Interactive Computer Vision through the Web

Matthieu Pizenberg
PhD Thesis, 2020

Thesis (pdf) Defense (video)

PhD Defense screen capture


Computer vision is the computational science aiming at reproducing and improving the ability of human vision to understand its environment. In this thesis, we focus on two fields of computer vision, namely image segmentation and visual odometry and we show the positive impact that interactive Web applications provide on each.

The first part of this thesis focuses on image annotation and segmentation. We introduce the image annotation problem and challenges it brings for large, crowdsourced datasets. Many interactions have been explored in the literature to help segmentation algorithms. The most common consist in designating contours, bounding boxes around objects, or interior and exterior scribbles. When crowdsourcing, annotation tasks are delegated to a non-expert public, sometimes on cheaper devices such as tablets. In this context, we conducted a user study showing the advantages of the outlining interaction over scribbles and bounding boxes. Another challenge of crowdsourcing is the distribution medium. While evaluating an interaction in a small user study does not require complex setup, distributing an annotation campaign to thousands of potential users might differ. Thus we describe how the Elm programming language helped us build a reliable image annotation Web application. A highlights tour of its functionalities and architecture is provided, as well as a guide on how to deploy it to crowdsourcing services such as Amazon Mechanical Turk. The application is completely open-source and available online.

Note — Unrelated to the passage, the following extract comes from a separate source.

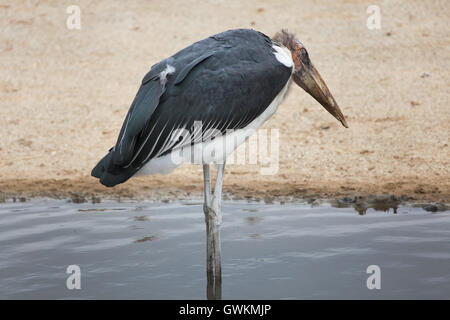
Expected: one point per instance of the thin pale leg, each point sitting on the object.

In the second part of this thesis we present our open-source direct visual odometry library. In that endeavor, we provide an evaluation of other open-source RGB-D camera tracking algorithms and show that our approach performs as well as the currently available alternatives. The visual odometry problem relies on geometry tools and optimization techniques traditionally requiring much processing power to perform at realtime framerates. Since we aspire to run those algorithms directly in the browser, we review past and present technologies enabling high performance computations on the Web. In particular, we detail how to target a new standard called WebAssembly from the C++ and Rust programming languages. Our library has been started from scratch in the Rust programming language, which then allowed us to easily port it to WebAssembly. Thanks to this property, we are able to showcase a visual odometry Web application with multiple types of interactions available. A timeline enables one-dimensional navigation along the video sequence. Pairs of image points can be picked on two 2D thumbnails of the image sequence to realign cameras and correct drifts. Colors are also used to identify parts of the 3D point cloud, selectable to reinitialize camera positions. Combining those interactions enables improvements on the tracking and 3D point reconstruction results.